Computability in Analysis and Physics is a monograph on computable analysis by Marian Pour-El and J. Ian Richards. It was published by Springer-Verlag in their Perspectives in Mathematical Logic series in 1989, and reprinted by the Association for Symbolic Logic and Cambridge University Press in their Perspectives in Logic series in 2016.

==Topics==
The book concerns computable analysis, a branch of mathematical analysis founded by Alan Turing and concerned with the computability of constructions in analysis. This area is connected to, but distinct from, constructive analysis, reverse mathematics, and numerical analysis. The early development of the field was summarized in a book by Oliver Aberth, Computable Analysis (1980), and Computability in Analysis and Physics provides an update, incorporating substantial developments in this area by its authors. In contrast to the Russian school of computable analysis led by Andrey Markov Jr., it views computability as a distinguishing property of mathematical objects among others, rather than developing a theory that concerns only computable objects.

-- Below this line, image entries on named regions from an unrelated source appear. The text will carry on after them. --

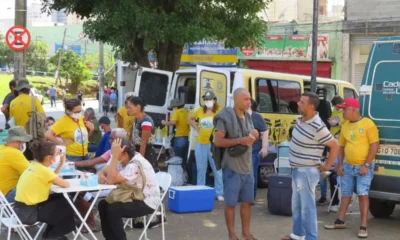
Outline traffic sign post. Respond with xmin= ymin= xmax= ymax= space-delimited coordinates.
xmin=5 ymin=26 xmax=31 ymax=51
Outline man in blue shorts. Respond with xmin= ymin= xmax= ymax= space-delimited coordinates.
xmin=214 ymin=88 xmax=259 ymax=240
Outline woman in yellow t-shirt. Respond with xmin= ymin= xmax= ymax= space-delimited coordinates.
xmin=14 ymin=142 xmax=75 ymax=239
xmin=161 ymin=99 xmax=190 ymax=164
xmin=116 ymin=92 xmax=135 ymax=140
xmin=46 ymin=98 xmax=94 ymax=161
xmin=188 ymin=91 xmax=224 ymax=201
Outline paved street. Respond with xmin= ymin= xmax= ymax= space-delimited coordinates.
xmin=0 ymin=101 xmax=400 ymax=240
xmin=0 ymin=189 xmax=400 ymax=240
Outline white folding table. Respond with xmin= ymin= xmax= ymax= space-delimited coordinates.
xmin=51 ymin=178 xmax=117 ymax=240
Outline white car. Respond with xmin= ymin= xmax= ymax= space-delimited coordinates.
xmin=29 ymin=88 xmax=44 ymax=104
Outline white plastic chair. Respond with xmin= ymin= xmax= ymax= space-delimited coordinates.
xmin=139 ymin=172 xmax=172 ymax=240
xmin=0 ymin=191 xmax=46 ymax=240
xmin=274 ymin=157 xmax=292 ymax=173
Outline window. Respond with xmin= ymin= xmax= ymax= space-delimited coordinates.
xmin=139 ymin=72 xmax=168 ymax=106
xmin=175 ymin=76 xmax=196 ymax=104
xmin=256 ymin=79 xmax=301 ymax=114
xmin=343 ymin=88 xmax=358 ymax=99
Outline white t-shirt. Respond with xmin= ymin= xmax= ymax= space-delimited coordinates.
xmin=107 ymin=153 xmax=160 ymax=209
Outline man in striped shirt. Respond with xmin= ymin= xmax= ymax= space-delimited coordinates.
xmin=282 ymin=92 xmax=339 ymax=240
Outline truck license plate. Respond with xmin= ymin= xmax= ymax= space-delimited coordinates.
xmin=378 ymin=144 xmax=400 ymax=157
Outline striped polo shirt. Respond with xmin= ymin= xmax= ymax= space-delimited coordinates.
xmin=289 ymin=112 xmax=333 ymax=168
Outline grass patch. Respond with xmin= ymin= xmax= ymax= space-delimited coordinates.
xmin=0 ymin=74 xmax=98 ymax=103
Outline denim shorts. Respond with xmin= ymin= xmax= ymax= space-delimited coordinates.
xmin=222 ymin=168 xmax=254 ymax=207
xmin=340 ymin=163 xmax=375 ymax=197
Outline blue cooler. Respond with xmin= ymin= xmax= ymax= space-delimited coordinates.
xmin=168 ymin=186 xmax=215 ymax=213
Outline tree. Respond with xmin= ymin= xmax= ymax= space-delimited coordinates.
xmin=0 ymin=34 xmax=14 ymax=66
xmin=85 ymin=52 xmax=115 ymax=81
xmin=25 ymin=42 xmax=49 ymax=72
xmin=49 ymin=49 xmax=92 ymax=87
xmin=43 ymin=0 xmax=272 ymax=71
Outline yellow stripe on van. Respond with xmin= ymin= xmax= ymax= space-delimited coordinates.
xmin=181 ymin=54 xmax=238 ymax=63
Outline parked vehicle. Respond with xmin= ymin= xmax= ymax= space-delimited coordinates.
xmin=360 ymin=37 xmax=400 ymax=218
xmin=121 ymin=66 xmax=358 ymax=187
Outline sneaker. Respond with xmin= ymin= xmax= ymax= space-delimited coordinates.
xmin=325 ymin=219 xmax=346 ymax=229
xmin=330 ymin=205 xmax=339 ymax=212
xmin=317 ymin=197 xmax=328 ymax=206
xmin=357 ymin=227 xmax=368 ymax=238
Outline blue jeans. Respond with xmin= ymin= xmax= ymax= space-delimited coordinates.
xmin=292 ymin=168 xmax=320 ymax=240
xmin=319 ymin=178 xmax=328 ymax=198
xmin=174 ymin=137 xmax=189 ymax=165
xmin=194 ymin=143 xmax=224 ymax=196
xmin=6 ymin=188 xmax=17 ymax=203
xmin=88 ymin=143 xmax=97 ymax=152
xmin=251 ymin=150 xmax=261 ymax=199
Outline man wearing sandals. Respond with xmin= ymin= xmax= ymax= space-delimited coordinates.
xmin=282 ymin=92 xmax=339 ymax=240
xmin=325 ymin=98 xmax=379 ymax=238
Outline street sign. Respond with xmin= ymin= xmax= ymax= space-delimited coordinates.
xmin=6 ymin=26 xmax=31 ymax=51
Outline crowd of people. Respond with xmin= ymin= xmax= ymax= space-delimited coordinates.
xmin=0 ymin=77 xmax=379 ymax=240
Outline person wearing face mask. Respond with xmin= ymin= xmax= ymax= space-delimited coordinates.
xmin=14 ymin=142 xmax=75 ymax=240
xmin=0 ymin=127 xmax=32 ymax=202
xmin=161 ymin=99 xmax=190 ymax=166
xmin=46 ymin=98 xmax=94 ymax=162
xmin=98 ymin=139 xmax=160 ymax=240
xmin=188 ymin=91 xmax=224 ymax=201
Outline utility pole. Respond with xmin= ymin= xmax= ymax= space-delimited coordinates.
xmin=14 ymin=0 xmax=27 ymax=80
xmin=56 ymin=28 xmax=67 ymax=85
xmin=98 ymin=41 xmax=104 ymax=112
xmin=311 ymin=0 xmax=319 ymax=92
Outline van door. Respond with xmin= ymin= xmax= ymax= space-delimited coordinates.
xmin=134 ymin=67 xmax=173 ymax=127
xmin=188 ymin=66 xmax=231 ymax=159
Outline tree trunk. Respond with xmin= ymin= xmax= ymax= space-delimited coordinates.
xmin=156 ymin=42 xmax=183 ymax=72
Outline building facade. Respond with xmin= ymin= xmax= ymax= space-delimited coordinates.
xmin=342 ymin=0 xmax=400 ymax=88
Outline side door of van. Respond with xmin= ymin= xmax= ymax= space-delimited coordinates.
xmin=134 ymin=67 xmax=173 ymax=127
xmin=188 ymin=66 xmax=231 ymax=159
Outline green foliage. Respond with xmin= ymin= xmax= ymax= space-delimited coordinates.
xmin=25 ymin=42 xmax=49 ymax=72
xmin=43 ymin=0 xmax=272 ymax=70
xmin=85 ymin=52 xmax=115 ymax=81
xmin=49 ymin=49 xmax=92 ymax=86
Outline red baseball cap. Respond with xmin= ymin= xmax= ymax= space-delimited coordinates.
xmin=336 ymin=98 xmax=360 ymax=109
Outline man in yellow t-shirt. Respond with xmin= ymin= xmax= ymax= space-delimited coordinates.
xmin=10 ymin=80 xmax=46 ymax=130
xmin=325 ymin=98 xmax=379 ymax=238
xmin=116 ymin=92 xmax=135 ymax=140
xmin=0 ymin=126 xmax=32 ymax=202
xmin=161 ymin=99 xmax=190 ymax=164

After an initial section of the book, introducing computable analysis and leading up to an example of John Myhill of a computable continuously differentiable function whose derivative is not computable, the remaining two parts of the book concerns the authors' results. These include the results that, for a computable self-adjoint operator, the eigenvalues are individually computable, but their sequence is (in general) not; the existence of a computable self-adjoint operator for which 0 is an eigenvalue of multiplicity one with no computable eigenvectors; and the equivalence of computability and boundedness for operators. The authors' main tools include the notions of a computability structure, a pair of a Banach space and an axiomatically characterized set of its sequences, and of an effective generating set, a member of the set of sequences whose linear span is dense in the space.

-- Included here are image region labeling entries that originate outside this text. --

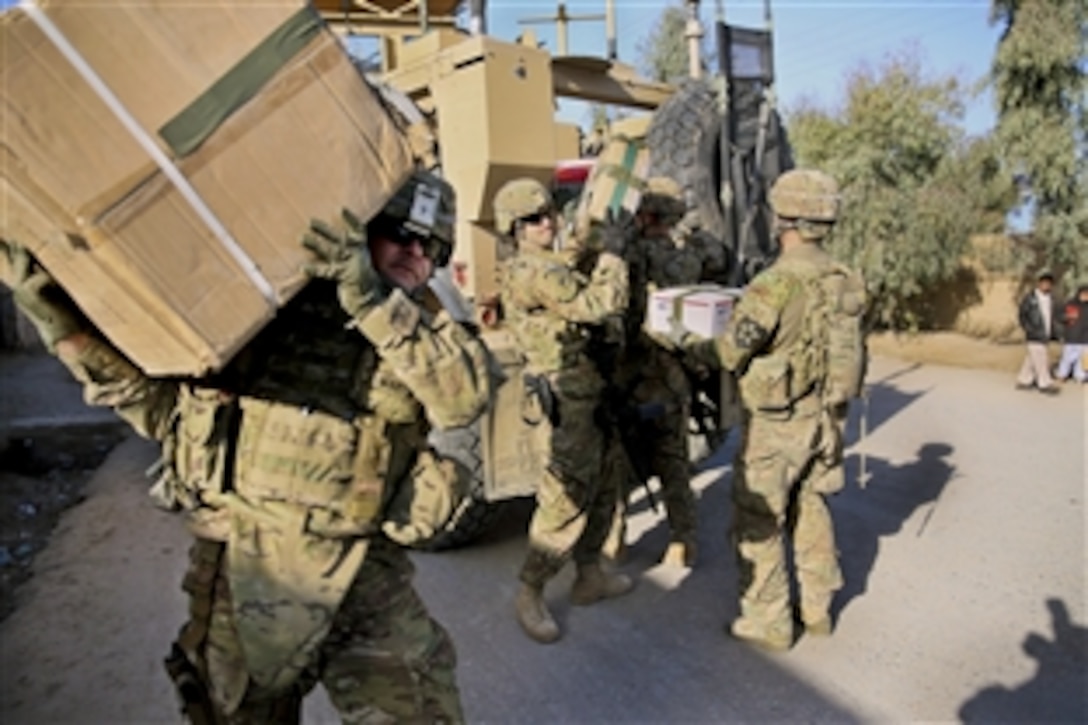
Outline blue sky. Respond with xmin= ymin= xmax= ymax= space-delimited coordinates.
xmin=489 ymin=0 xmax=999 ymax=134
xmin=0 ymin=0 xmax=999 ymax=134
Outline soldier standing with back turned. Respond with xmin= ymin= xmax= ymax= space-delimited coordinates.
xmin=494 ymin=179 xmax=634 ymax=643
xmin=683 ymin=170 xmax=865 ymax=650
xmin=606 ymin=176 xmax=703 ymax=567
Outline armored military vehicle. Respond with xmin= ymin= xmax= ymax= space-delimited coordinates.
xmin=314 ymin=0 xmax=790 ymax=549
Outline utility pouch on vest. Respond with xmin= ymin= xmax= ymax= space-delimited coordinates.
xmin=151 ymin=385 xmax=237 ymax=512
xmin=521 ymin=372 xmax=559 ymax=426
xmin=235 ymin=397 xmax=382 ymax=536
xmin=739 ymin=355 xmax=793 ymax=418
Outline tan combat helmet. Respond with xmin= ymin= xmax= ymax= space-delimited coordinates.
xmin=769 ymin=169 xmax=839 ymax=241
xmin=639 ymin=176 xmax=688 ymax=224
xmin=375 ymin=171 xmax=457 ymax=267
xmin=493 ymin=177 xmax=552 ymax=234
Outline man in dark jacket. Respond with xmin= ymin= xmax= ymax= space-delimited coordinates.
xmin=1058 ymin=284 xmax=1088 ymax=383
xmin=1016 ymin=272 xmax=1061 ymax=395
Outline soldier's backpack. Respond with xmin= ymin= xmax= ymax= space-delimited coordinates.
xmin=794 ymin=263 xmax=868 ymax=405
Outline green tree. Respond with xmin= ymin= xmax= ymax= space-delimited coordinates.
xmin=788 ymin=57 xmax=1015 ymax=329
xmin=635 ymin=3 xmax=708 ymax=83
xmin=990 ymin=0 xmax=1088 ymax=282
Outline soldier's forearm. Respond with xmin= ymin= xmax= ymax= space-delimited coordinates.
xmin=57 ymin=332 xmax=176 ymax=440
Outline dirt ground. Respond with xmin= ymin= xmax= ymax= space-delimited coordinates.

The authors are motivated in part by the computability of solutions to differential equations. They provide an example of computable and continuous initial conditions for the wave equation (with however a non-computable gradient) that lead to a continuous but not computable solution at a later time. However, they show that this phenomenon cannot occur for the heat equation or for Laplace's equation.

The book also includes a collection of open problems, likely to inspire its readers to more research in this area.

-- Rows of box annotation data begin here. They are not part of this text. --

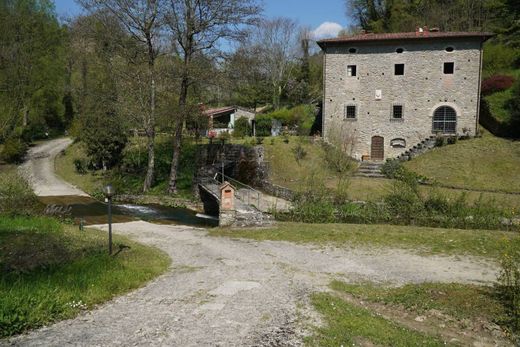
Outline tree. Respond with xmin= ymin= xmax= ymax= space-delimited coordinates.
xmin=345 ymin=0 xmax=514 ymax=32
xmin=249 ymin=18 xmax=297 ymax=108
xmin=79 ymin=0 xmax=162 ymax=192
xmin=166 ymin=0 xmax=260 ymax=193
xmin=0 ymin=0 xmax=65 ymax=139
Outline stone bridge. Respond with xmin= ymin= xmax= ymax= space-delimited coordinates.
xmin=198 ymin=173 xmax=290 ymax=226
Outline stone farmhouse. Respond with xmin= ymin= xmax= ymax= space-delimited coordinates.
xmin=318 ymin=28 xmax=492 ymax=161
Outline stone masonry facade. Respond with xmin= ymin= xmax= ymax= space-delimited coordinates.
xmin=319 ymin=35 xmax=490 ymax=160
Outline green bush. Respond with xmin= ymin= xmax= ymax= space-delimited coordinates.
xmin=255 ymin=115 xmax=273 ymax=137
xmin=81 ymin=112 xmax=128 ymax=169
xmin=0 ymin=170 xmax=42 ymax=215
xmin=233 ymin=117 xmax=251 ymax=137
xmin=483 ymin=42 xmax=520 ymax=77
xmin=291 ymin=144 xmax=307 ymax=165
xmin=265 ymin=105 xmax=315 ymax=136
xmin=73 ymin=158 xmax=88 ymax=175
xmin=276 ymin=175 xmax=520 ymax=230
xmin=1 ymin=137 xmax=27 ymax=164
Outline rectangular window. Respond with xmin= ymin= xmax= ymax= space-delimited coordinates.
xmin=444 ymin=63 xmax=455 ymax=75
xmin=392 ymin=105 xmax=403 ymax=119
xmin=347 ymin=65 xmax=357 ymax=77
xmin=394 ymin=64 xmax=404 ymax=76
xmin=345 ymin=105 xmax=356 ymax=119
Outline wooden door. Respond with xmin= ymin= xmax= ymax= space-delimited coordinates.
xmin=370 ymin=136 xmax=385 ymax=160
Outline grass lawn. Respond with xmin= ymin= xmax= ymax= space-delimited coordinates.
xmin=55 ymin=135 xmax=195 ymax=198
xmin=348 ymin=177 xmax=520 ymax=209
xmin=308 ymin=293 xmax=445 ymax=347
xmin=405 ymin=133 xmax=520 ymax=193
xmin=210 ymin=223 xmax=520 ymax=259
xmin=310 ymin=281 xmax=512 ymax=346
xmin=54 ymin=143 xmax=104 ymax=195
xmin=0 ymin=216 xmax=170 ymax=338
xmin=263 ymin=136 xmax=354 ymax=191
xmin=484 ymin=88 xmax=513 ymax=123
xmin=263 ymin=134 xmax=520 ymax=208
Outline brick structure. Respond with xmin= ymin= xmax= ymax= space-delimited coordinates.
xmin=318 ymin=28 xmax=491 ymax=160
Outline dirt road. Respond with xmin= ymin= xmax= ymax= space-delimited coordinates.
xmin=20 ymin=138 xmax=88 ymax=196
xmin=4 ymin=140 xmax=496 ymax=347
xmin=7 ymin=222 xmax=495 ymax=346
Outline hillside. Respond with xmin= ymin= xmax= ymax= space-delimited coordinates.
xmin=405 ymin=132 xmax=520 ymax=193
xmin=264 ymin=132 xmax=520 ymax=208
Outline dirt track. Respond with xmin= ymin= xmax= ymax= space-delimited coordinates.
xmin=6 ymin=222 xmax=495 ymax=346
xmin=20 ymin=138 xmax=88 ymax=196
xmin=4 ymin=140 xmax=496 ymax=346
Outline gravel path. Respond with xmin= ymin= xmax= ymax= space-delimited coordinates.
xmin=5 ymin=139 xmax=496 ymax=347
xmin=5 ymin=222 xmax=496 ymax=346
xmin=20 ymin=138 xmax=88 ymax=196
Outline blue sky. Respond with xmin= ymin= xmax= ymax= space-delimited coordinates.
xmin=55 ymin=0 xmax=347 ymax=38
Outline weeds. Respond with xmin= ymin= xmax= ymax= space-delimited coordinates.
xmin=276 ymin=176 xmax=520 ymax=230
xmin=497 ymin=240 xmax=520 ymax=334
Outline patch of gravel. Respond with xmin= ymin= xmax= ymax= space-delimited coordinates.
xmin=20 ymin=138 xmax=88 ymax=196
xmin=5 ymin=221 xmax=496 ymax=346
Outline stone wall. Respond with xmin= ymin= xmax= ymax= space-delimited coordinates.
xmin=323 ymin=38 xmax=481 ymax=160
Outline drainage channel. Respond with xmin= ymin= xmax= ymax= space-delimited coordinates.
xmin=40 ymin=196 xmax=218 ymax=227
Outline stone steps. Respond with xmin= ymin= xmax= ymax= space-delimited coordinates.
xmin=354 ymin=161 xmax=385 ymax=178
xmin=397 ymin=136 xmax=437 ymax=161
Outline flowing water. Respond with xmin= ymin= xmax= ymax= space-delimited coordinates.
xmin=40 ymin=196 xmax=218 ymax=227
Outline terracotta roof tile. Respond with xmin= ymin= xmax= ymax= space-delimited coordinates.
xmin=317 ymin=31 xmax=494 ymax=48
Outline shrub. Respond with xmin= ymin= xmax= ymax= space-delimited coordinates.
xmin=218 ymin=131 xmax=231 ymax=143
xmin=484 ymin=42 xmax=520 ymax=76
xmin=233 ymin=117 xmax=251 ymax=137
xmin=1 ymin=137 xmax=27 ymax=164
xmin=291 ymin=144 xmax=307 ymax=165
xmin=0 ymin=170 xmax=41 ymax=215
xmin=481 ymin=75 xmax=515 ymax=95
xmin=255 ymin=115 xmax=273 ymax=137
xmin=73 ymin=158 xmax=88 ymax=175
xmin=81 ymin=112 xmax=128 ymax=168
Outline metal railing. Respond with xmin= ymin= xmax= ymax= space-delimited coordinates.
xmin=213 ymin=172 xmax=279 ymax=212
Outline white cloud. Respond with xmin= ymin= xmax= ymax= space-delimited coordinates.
xmin=312 ymin=22 xmax=343 ymax=40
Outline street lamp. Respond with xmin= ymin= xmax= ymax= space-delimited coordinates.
xmin=103 ymin=184 xmax=115 ymax=255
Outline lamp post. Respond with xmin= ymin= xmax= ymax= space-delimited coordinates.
xmin=103 ymin=184 xmax=114 ymax=255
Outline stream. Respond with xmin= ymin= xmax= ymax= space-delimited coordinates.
xmin=40 ymin=196 xmax=218 ymax=227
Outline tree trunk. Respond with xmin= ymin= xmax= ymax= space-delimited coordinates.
xmin=168 ymin=70 xmax=189 ymax=194
xmin=143 ymin=34 xmax=156 ymax=193
xmin=22 ymin=105 xmax=29 ymax=128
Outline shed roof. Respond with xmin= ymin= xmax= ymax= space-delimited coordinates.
xmin=317 ymin=30 xmax=494 ymax=49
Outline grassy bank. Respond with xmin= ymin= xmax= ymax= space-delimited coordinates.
xmin=210 ymin=223 xmax=520 ymax=259
xmin=0 ymin=216 xmax=170 ymax=337
xmin=310 ymin=281 xmax=512 ymax=346
xmin=263 ymin=133 xmax=520 ymax=208
xmin=55 ymin=136 xmax=195 ymax=198
xmin=405 ymin=133 xmax=520 ymax=193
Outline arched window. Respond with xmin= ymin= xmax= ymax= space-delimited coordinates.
xmin=433 ymin=106 xmax=457 ymax=134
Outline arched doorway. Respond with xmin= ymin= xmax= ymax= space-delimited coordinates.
xmin=432 ymin=106 xmax=457 ymax=134
xmin=370 ymin=136 xmax=385 ymax=160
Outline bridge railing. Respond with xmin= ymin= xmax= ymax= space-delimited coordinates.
xmin=213 ymin=172 xmax=281 ymax=212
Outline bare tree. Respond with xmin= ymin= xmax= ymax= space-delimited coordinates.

==Audience and reception==
The book is self-contained, and targeted at researchers in mathematical analysis and computability; reviewers Douglas Bridges and Robin Gandy disagree over which of these two groups it is better aimed at. Although co-author Marian Pour-El came from a background in mathematical logic, and the two series in which the book was published both have logic in their title, readers are not expected to be familiar with logic.

Despite complaining about the formality of the presentation and that the authors did not aim to include all recent developments in computable analysis, reviewer Rod Downey writes that this book "is clearly a must for anybody whose research is in this area", and Gandy calls it "an interesting, readable and very well written book".